For example, the cartridges 26 may have different pyrotechnic
charge compositions so that when ignited sequentially, each
successive cartridge produces a louder noise, more light and more
pressure. This gives the impression that the device 10 is moving
closer to the victim even though the device is substantially
stationary.
[0116] Whilst it is expected that the device in accordance with the
invention will use pyrotechnic cartridges with a combustible fuze
30 to provide a delay between each successive deflagration
("flash-bang"), at least some pyrotechnic cartridges with no fuze
could be used, though this would result in a series of closely
spaced bangs.
[0117] Seven of the chambers 20b-20h are arranged parallel to one
another in a closely spaced array whilst the first chamber 20a is
inclined at an angle to the others and is more widely spaced at its
fuze end 20'. This positions the fuze end 20' of the first chamber
20a so as to be more easily connected with the firing arrangement
14 by a first fluid passageway 40. The firing arrangement is
releasably mountable to the main body 12 and houses a percussive
ignition cap containing a primer charge which emits a flash of heat
and pressure (hot gasses) when the cap is struck with a sufficient
force. The firing arrangement also includes a firing mechanism to
fire the ignition cap. This can be any suitable arrangement such as
a conventional spring loaded striker plate and release leaver
assembly of the type described in WO 2011086388 A1. However, any
suitable firing mechanism could be used such as an inertia
activated toggle of the type disclosed in EP 1705454 B. For
convenience, the term "flash" will be used in this description to
refer collectively to the heat, pressure wave, light, sound and
material given off by the primer charge in the percussion cap when
it is set off and/or by a pyrotechnic charge in one of the
cartridges 22 when it deflagrates. It will be understood, however,
that it is the hot gas or gases given off or produced by the
pyrotechnic charges which is of primary importance for use in
igniting a fuze 30 of a subsequent cartridge 22.
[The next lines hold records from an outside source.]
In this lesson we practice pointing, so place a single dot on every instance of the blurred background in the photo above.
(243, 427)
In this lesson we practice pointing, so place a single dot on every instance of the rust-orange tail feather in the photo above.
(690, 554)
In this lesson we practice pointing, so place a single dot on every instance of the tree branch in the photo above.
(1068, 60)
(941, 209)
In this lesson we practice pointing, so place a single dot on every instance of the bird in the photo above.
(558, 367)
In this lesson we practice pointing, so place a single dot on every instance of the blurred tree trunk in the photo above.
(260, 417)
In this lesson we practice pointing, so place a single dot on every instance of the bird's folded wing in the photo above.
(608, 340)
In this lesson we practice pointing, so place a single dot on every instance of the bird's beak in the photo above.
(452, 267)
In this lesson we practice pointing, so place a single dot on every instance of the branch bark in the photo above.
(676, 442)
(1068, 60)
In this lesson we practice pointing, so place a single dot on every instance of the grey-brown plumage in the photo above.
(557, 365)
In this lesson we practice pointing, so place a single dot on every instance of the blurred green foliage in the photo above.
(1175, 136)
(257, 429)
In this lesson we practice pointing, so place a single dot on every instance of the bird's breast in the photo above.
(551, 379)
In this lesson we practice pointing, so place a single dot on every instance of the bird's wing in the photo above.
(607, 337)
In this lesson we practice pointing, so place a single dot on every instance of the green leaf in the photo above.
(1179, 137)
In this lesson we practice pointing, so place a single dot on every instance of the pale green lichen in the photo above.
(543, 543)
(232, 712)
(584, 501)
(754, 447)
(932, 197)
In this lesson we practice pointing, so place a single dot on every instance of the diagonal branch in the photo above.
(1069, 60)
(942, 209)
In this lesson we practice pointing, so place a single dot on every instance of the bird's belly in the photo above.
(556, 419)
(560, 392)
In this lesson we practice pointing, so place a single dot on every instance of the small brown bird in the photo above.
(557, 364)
[0118] The firing arrangement includes a fluid passageway which
connects with the first fluid passageway 40 in the main body to
form a flow path along which at least a portion of the hot gasses
given off by the primer charge is able to flow into the fuze end
20' of the first chamber 20a. Fluid passageways 42, 44 defined in
the main body connect the fuze end and the charge end respectively
of the first chamber 20a to atmosphere at the exterior of the main
body. A further flow passageway 46 fluidly connects the charge end
of the first chamber 20a to the fuze end of the second chamber 20b.
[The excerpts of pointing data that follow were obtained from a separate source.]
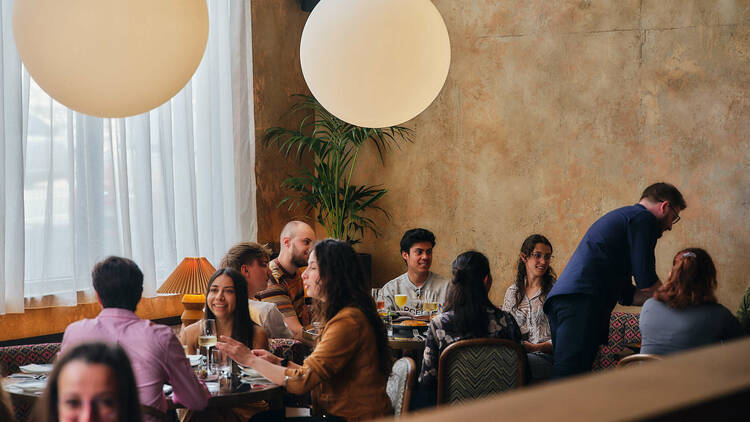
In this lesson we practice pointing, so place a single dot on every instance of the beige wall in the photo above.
(555, 112)
(277, 28)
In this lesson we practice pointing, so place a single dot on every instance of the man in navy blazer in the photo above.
(617, 248)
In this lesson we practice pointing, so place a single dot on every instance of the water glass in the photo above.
(386, 316)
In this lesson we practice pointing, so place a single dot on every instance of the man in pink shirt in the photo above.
(155, 353)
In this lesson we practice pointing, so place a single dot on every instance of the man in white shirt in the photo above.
(418, 283)
(251, 260)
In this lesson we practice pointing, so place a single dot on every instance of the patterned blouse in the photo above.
(529, 315)
(442, 333)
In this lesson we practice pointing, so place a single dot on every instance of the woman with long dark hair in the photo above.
(92, 381)
(348, 370)
(684, 312)
(226, 302)
(469, 313)
(525, 298)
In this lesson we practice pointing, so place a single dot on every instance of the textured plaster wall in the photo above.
(277, 28)
(555, 112)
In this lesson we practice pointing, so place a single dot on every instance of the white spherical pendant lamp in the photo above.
(375, 63)
(111, 58)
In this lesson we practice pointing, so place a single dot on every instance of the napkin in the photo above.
(31, 386)
(36, 368)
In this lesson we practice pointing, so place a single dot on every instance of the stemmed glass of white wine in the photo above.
(430, 307)
(207, 337)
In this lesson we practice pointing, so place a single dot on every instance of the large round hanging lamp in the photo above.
(111, 58)
(375, 63)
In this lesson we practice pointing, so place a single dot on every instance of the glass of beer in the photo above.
(207, 337)
(430, 307)
(400, 301)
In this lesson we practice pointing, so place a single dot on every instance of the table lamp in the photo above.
(191, 279)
The chambers are all positioned top to toe so that the fuze end of
one chamber is located next to the charge end of the adjacent
chamber or chambers. Adjacent pairs of the second to eighth
chambers 20b to 2h are each interconnected by a generally "Y"
shaped fluid passageway 48. The "Y" shaped passageway 48
interconnecting the second chamber 20b and the third chamber 20c
will be described in detail. This "Y" shaped passageway 48 includes
a first fluid passageway portion 48a extending coaxially from the
fuze end of the downstream chamber 20c to an outlet 50 at the edge
of the main body 12 where it opens into the atmosphere. A second
passageway portion 48b extends from the extended region 32 at the
charge end of the upstream chamber 20b to the first passageway
portion 48a approximately midway between the outlet 50 and the
chamber 20c. The second passageway portion 48b extends from a
position approximately midway along the extended region 32 so that
it is not blocked by the cartridge end closure 26 which is blown
into the end of the extend region when the cartridge is fired. The
second passageway is angled relative to the axis of the upstream
chamber 20b so that fluid flowing thought it is directed into the
first passageway portion 48a primarily in an outward direction
towards the outlet end 50 such that when the pyrotechnic charge in
chamber 20b deflagrates, most of the flash given off will pass out
of the main body through first passageway portion outlet 50 as
indicated by arrow 52 in FIG. 2. However, some of the flash,
including hot gases, will flow along the first passageway portion
48a into the fuze end of the downstream chamber 20c, as indicated
by arrow 54. The remaining pairs of chambers 20c and 20d, 2d and
20e, 20e and 20f, 20f and 20g, 20g and 20h are each interconnected
by a similar "Y" shaped passage way 48 and the charge end of the
final chamber 20h is connected to atmosphere by a passageway 56
which extends from the extended region 32 to an outlet 58 at the
edge of the main body.
[0119] In use, the device 10 is loaded with a cartridge 22 in each
of the chambers 20, the main body is assembled and the firing
arrangement with the primer charge mounted to the main body. When
the firing arrangement is activated, the primer charge gives off a
flash of pressure and heat and material including hot gasses which
passes through the first fluid flow passageway 40 into the fuze end
of the first chamber 20a, as indicated by arrow 60 and ignites the
fuze 30 of the cartridge in the first chamber 20a. After a short
delay determined by the fuze 30 of the first cartridge, the main
pyrotechnic charge 28b is ignited and deflagrates giving off a
larger flash of light, heat, pressure wave and sound. The majority
of the flash passes through the fluid passageways 42, 44 to
atmosphere as indicated by arrows 62 and 64 to produce a burst of
sound, light and pressure. However, as indicated by arrow 66, a
portion of the flash, including hot gas, passes along the fluid
flow passageway 46 to enter the fuze end of the second chamber 20b
where it ignites the fuze 30 of the cartridge in the second
chamber. After a further short delay, determined by the fuze 30 in
the second cartridge, the main pyrotechnic charge 28 in the second
cartridge deflagrates. The bulk of the flash given off by the
second cartridge passes out of the device through the first and
second fluid passage way portions 48a, 48b and outlet 50 of the "Y"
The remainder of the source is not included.